白石城
1867年、大政奉還と王政復古により、政権は徳川幕府から新政府へと移行することになった。翌年の1868年、新政府と旧幕府勢力が、京都の鳥羽・伏見で衝突し、戊辰戦争が勃発した。その年の11月17日に、仙台藩や米沢藩などに会津藩追討令がでる。会津藩は、かつて京都守護職として薩長などの討伐勢力を厳しく取り締まっていたため、新政府から「朝敵」とみなされたのである。仙台藩と米沢藩は出兵の姿勢を取りながらも、会津藩に降伏するよう促す。しかし、会津藩はそれに応じなかった。同年閏4月11日、仙台藩と米沢藩が中心となり、奥羽14藩が白石城において会議を行った。この地で会議が行われたのは、奥羽越列藩同盟の中心となった仙台藩と米沢藩の間にある要衝の地であることと、白石城が仙台藩の軍事拠点であったことが挙げられる。
閏4月20日、奥羽鎮撫総督府下参謀の世良修蔵暗殺事件が起き、事態は悪化。5月6日、奥羽諸藩と北越諸藩は、仙台で「奥羽越列藩同盟」を締結。当初は戦争回避を目指していたが、新政府軍と戦うことになった。7月になると、輪王寺宮が列藩同盟の盟主に、仙台藩の伊達慶邦と米沢藩の上杉斉憲を総督として、奥羽越公議府が白石に置かれた。しかし、8月28日に米沢藩、9月15日に仙台藩が降伏。白石城は新政府に召し上げられ、1874年に解体された。1602年に仙台城の支城となり、以後約二百六十余年もの間、片倉家の居城だった白石城。明治時代に解体されたが、1995年、白石城の天守閣と大手一ノ門、大手二の門が忠実に再現された。天守閣は日本古来の建築様式に基づき、数百年の歳月に耐えられる構造だ。

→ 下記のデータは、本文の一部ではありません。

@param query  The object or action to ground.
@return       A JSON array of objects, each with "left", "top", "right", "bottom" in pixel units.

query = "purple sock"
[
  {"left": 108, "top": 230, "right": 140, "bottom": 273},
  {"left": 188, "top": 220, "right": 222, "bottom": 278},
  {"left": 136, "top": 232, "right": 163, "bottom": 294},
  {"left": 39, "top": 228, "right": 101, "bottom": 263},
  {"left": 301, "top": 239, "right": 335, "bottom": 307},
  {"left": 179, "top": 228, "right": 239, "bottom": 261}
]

柱は吉野桧、化粧材は青物桧葉、山陰地方の松丸太、赤杉など、国産の材料が用いられている。木造による復元は、全国的に見ても少ない。かつて、この天守閣は指令の中枢の場であり、見張りの場所や武器や武具の貯蔵庫でもあった。現在は、1階に資料が展示されており、階段で2階、3階へと上がる。それぞれの壁の周囲には「武者走り」がある。武者走りとは、戦闘時に、武具を付けた武士が、武器を持って走り回る廊下のこと。戦国時代の緊張感を、今に伝える場所だ。3階の物見櫓からは、白石の街並みや、連綿とこの地に自然の恵みをもたらしてきた蔵王連峰を眺めることができる。戊辰戦争から150年、忠実に復元された白石城。木造の天守閣から眺める景色は格別な趣がある。